The field of biologics is projected to grow significantly in the near future. According to some estimated, the global market of biologics could reach a whopping US $479.7 billion by 2024. Bullish trends include more and more small molecule manufacturers directing their research and development efforts towards biologics, as well as 80% of 2019’s best-selling prescription drugs being biologics. The market forecasts set the field’s estimated compound annual growth rate (CAGR) at 10.9% till 2024.
However, those numbers aren’t as high as they could have been — and the biggest hindrance in the way is the complexity associated with developing biologics.
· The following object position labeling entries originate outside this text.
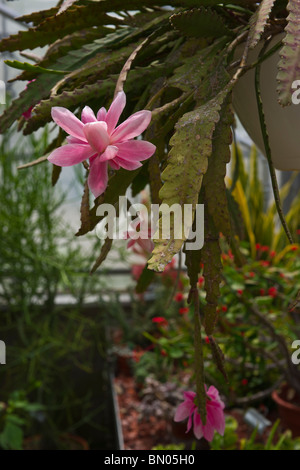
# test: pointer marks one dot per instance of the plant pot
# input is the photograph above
(282, 123)
(289, 410)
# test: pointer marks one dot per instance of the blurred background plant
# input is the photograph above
(55, 353)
They are large-molecule substances that demand sophisticated procedures, skilled workers, and advanced technology to manufacture.
Companies need to have an established understanding of logistical, scientific, and most importantly — regulatory aspects related to the production of biologics.
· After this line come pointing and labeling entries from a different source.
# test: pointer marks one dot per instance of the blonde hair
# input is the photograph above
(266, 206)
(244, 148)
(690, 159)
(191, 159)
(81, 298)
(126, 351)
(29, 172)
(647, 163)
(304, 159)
Let’s look at some significant analytical, manufacturing, and safety issues that companies have to deal with in order to develop biologics.
Besides the long list of supply chain and safety issues tied to the development of biologics, manufacturers also need to have sharp project management skills and strategic planning to overcome manufacturing and formulation challenges.
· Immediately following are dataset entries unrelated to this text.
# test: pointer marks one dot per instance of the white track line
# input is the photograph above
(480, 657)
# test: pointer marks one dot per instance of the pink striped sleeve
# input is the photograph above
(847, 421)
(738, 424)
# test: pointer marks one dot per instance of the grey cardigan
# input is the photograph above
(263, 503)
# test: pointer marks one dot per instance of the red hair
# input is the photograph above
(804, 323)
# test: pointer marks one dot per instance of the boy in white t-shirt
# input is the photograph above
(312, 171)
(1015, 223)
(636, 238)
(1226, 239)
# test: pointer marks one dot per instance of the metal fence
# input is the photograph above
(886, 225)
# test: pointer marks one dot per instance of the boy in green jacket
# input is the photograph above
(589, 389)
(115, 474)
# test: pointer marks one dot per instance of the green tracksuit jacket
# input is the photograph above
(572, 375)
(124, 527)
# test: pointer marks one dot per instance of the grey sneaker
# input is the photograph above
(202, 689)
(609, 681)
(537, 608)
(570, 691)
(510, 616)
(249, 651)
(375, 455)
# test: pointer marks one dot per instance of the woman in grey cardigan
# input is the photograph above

Since biologics products come from organic tissue, they’re much more fragile than small molecules and need to be handled with extreme care. Issues due to their less physically robust nature are:
- Unability to use terminal sterlization methods in the final stages of manufacturing, therefore companies instead need to perform asepctic processing which is more compelx and time-consuming.
- Biologics are light- and temperature-sensitive, which means they should be stored in cool, dark places.
- Many biologic products are susceptible to protein aggregation especially when they come in a pre-filled vial or syringe.
- Biologics are not easy to form into tablets or capsules due to their inherent instability and low structural integrity. Therefore, most biopharmaceutical are developed to be taken through injection.
Environmental conditions also play a role in elevating the difficulties associated with biologics development services. For instance, room temperature is too warm to store biologics safely — they must be kept frozen, and freeze-thaw cycles need to be carried out with extra care since lyophilized biologics are extremely sensitive. Even filtration can lead to degredation or shearing.
During product development stages, pharmaceutical companeis and CDMOs take deliberate measures to consider and control temperature, agitation, and oxygen levels to avoid any unnecessary loss of product, especially during the early stages of production.
Keeping all of the above production prerequisites and challenges in consideration, it makes a lot of sense for pharmaceutical companies to partner up with specialized CDMOs to minimize losses, optimize production cycles, and save up on cost and time.